Thanks for the reply. I don’t quite understand this though. Why wouldn’t sampling global probabilities from a dirichlet distribution work? Modeling the individual assignment probabilities of each datapoint directly seems odd, I’m also not sure how this goes together with the model() then, because they have different parameters with different shapes now (“weights” vs “assignment_probs”).

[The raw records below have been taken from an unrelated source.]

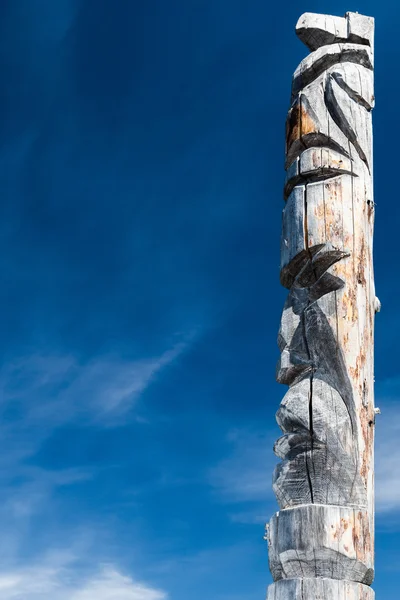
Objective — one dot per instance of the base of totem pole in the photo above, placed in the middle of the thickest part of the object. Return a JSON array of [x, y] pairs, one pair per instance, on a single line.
[[319, 589]]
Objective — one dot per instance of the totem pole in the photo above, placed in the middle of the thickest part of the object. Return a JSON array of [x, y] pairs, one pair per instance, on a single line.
[[321, 542]]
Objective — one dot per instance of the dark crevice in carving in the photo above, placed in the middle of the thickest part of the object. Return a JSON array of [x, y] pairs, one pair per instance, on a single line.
[[340, 119], [338, 77], [315, 139], [315, 356], [320, 174], [356, 39], [358, 56]]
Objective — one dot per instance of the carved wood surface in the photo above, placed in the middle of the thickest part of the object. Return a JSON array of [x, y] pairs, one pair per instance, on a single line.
[[324, 482]]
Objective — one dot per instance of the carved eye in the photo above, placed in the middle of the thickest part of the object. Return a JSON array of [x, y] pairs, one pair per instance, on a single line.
[[281, 342]]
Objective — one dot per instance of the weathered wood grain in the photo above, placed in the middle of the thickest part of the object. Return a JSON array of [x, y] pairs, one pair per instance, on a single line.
[[319, 589], [321, 543]]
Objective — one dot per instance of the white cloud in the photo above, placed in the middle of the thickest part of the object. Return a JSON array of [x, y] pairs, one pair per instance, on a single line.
[[112, 585], [48, 582], [58, 389]]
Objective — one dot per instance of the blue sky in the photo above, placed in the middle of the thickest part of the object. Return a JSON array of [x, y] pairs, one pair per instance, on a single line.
[[141, 177]]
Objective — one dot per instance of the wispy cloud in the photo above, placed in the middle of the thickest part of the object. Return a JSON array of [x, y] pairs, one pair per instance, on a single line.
[[49, 581], [58, 389]]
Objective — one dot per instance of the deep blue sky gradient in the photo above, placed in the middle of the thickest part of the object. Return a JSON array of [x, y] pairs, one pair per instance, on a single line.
[[141, 172]]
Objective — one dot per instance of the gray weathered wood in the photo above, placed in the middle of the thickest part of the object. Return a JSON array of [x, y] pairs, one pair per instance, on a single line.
[[319, 589], [321, 543]]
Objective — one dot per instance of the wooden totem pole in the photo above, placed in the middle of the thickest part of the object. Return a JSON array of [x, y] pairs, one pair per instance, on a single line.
[[321, 542]]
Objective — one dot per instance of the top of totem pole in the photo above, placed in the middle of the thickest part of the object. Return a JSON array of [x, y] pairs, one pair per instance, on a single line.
[[316, 30]]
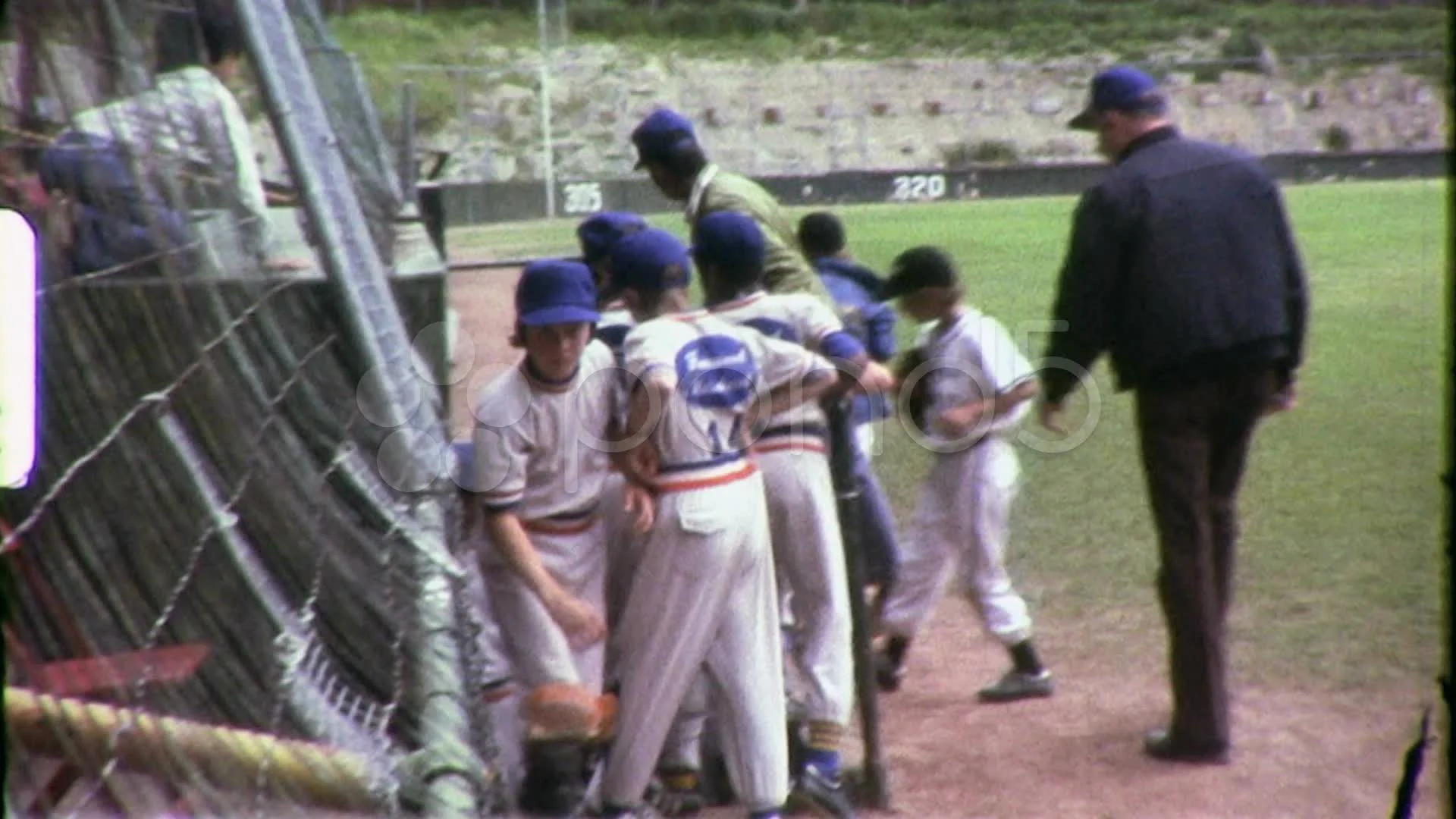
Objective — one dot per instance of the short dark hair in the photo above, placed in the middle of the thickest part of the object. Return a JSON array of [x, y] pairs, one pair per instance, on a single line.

I have tried using TraceEnum_ELBO as well, but it didn’t help. I don’t think it’s a stability issue either, this is what the first couple of losses look like:

07.02.2024 14:17:20 Step 1: Loss = 22012.927734375, ΔLoss = 21013.380859375
07.02.2024 14:17:20 Step 2: Loss = 23817.86328125, ΔLoss = -1804.935546875
07.02.2024 14:17:20 Step 3: Loss = 14505.9384765625, ΔLoss = 9311.9248046875
07.02.2024 14:17:20 Step 4: Loss = 151988.09375, ΔLoss = -137482.1552734375
07.02.2024 14:17:20 Step 5: Loss = 6751.86279296875, ΔLoss = 145236.23095703125
07.02.2024 14:17:20 Step 6: Loss = 20873.6796875, ΔLoss = -14121.81689453125
07.02.2024 14:17:20 Step 7: Loss = 11743.2783203125, ΔLoss = 9130.4013671875
07.02.2024 14:17:20 Step 8: Loss = 6044.62158203125, ΔLoss = 5698.65673828125
07.02.2024 14:17:20 Step 9: Loss = 28566.6953125, ΔLoss = -22522.07373046875
07.02.2024 14:17:20 Step 10: Loss = 10670.447265625, ΔLoss = 17896.248046875
07.02.2024 14:17:20 Step 11: Loss = 11903.3818359375, ΔLoss = -1232.9345703125
07.02.2024 14:17:20 Step 12: Loss = 374360.65625, ΔLoss = -362457.2744140625
07.02.2024 14:17:20 Step 13: Loss = 34003.15625, ΔLoss = 340357.5

Why is it odd? If you have 100 data points then each belongs to one of the two clusters. Thus you need 100 assignment_probs, not just global weight_dirs. If you right down your equations for probabilities it might be clearer:

The model
p(\mu)p(\sigma)p(w)\prod_i p(\mathrm{assignment}_i|w)p(\mathrm{obs}_i|\mu,\sigma,\mathrm{assignment}_i)

The guide (which approximates posterior distribution):
q(\mu)q(\sigma)q(w)\prod_i q(\mathrm{assignment}_i)

Here q(\mathrm{assignment}_i) is the (Categorical) probability of the data point i belonging to clusters 1 and 2.